A majestic tale.
"This is a celebration of individual freedom, not of homosexuality. No government has the right to tell its citizens when or whom to love. The only queer people are those who don't love anybody." Feminist Rita Mae Brown (1982, about the opening of the Gay Olympics in San Francisco)
It's time for America to face the fact that gay life is an integral part of diverse American life. No better vehicle for certifying that alliance is film and its best picture of 2005, Brokeback Mountain. Ang Lee's majestic tale about two lonely cowboys who find love in the wilds of Wyoming during endless nights of shepherding couldn't be a better introduction to gay love for those of us who avoid the subject out of sheer ignorance or outdated notions of the right way human beings should mate. The film, however, could be enjoyed for the stunning photography of Alberta, which lends a lyricism to the story, a grandeur that raises the conflicts to the level of high nature, where prejudice and betrayal have no place.
It's been more than 50 years since Nicholas Ray's Johnny Guitar hinted that cowboys were not all Marlboro men nor wanted to be; Brokeback takes less than a half an hour to entangle its protagonists in the bedding of a small tent. The entanglement of the rest of their lives is the purview of the rest of the film, which like that love scene, carefully reveals the layers of prejudice, outside but mostly within themselves, that they must struggle with to find emotional peace.
You can see that sex has not been an essential ingredient of this film; rather Lee shows the painful longing that hiding love brings, the disorientation it offers to the wives who may or may not know the double lives of their husbands but who suffer with their husbands the dislocation of emotions that reach for permanent and proprietary status. But this is as modern life should be portrayed with people leading productive lives while dealing with hidden powers of love bursting to be born. Remains of the Day expresses the same theme but in a wholly different setting and without sex to mess things up.

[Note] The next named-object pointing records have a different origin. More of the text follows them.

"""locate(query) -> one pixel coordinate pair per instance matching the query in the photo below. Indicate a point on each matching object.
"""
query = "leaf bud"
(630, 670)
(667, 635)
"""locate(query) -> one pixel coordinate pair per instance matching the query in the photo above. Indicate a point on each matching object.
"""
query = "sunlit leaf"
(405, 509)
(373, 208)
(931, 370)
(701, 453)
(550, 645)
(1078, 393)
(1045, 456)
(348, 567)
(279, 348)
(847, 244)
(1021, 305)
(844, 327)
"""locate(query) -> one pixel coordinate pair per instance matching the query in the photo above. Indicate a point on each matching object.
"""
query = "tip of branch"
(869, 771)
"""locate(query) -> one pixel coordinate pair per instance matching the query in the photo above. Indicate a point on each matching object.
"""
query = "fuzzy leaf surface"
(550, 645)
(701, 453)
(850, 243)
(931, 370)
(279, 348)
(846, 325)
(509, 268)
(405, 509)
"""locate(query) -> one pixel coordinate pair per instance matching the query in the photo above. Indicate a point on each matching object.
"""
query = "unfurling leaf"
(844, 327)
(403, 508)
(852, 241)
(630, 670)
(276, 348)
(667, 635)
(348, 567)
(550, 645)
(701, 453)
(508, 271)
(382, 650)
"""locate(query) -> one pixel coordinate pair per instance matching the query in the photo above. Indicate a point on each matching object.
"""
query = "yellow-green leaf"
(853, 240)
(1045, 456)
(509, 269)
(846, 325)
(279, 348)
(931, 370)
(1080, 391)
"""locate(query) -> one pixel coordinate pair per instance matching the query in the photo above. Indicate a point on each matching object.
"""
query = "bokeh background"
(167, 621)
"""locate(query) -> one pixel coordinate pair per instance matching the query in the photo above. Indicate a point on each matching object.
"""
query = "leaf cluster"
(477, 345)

Lee's reverence for this complexity reminds me of the celluloid closet atmosphere in such movies as Howard Hawks' Red River (1948) with John Wayne. The latent homosexuality between cowboys Matt (Montgomery Clift) and Cherry (John Ireland) is hinted at when Cherry, handling Matt's gun, says to Matt, "You know, there are only two things more beautiful than a good gun: a Swiss watch or a woman from anywhere. You ever had a Swiss watch?" And that's about as much as we got almost 60 years ago. Thank goodness for the openness of modern times.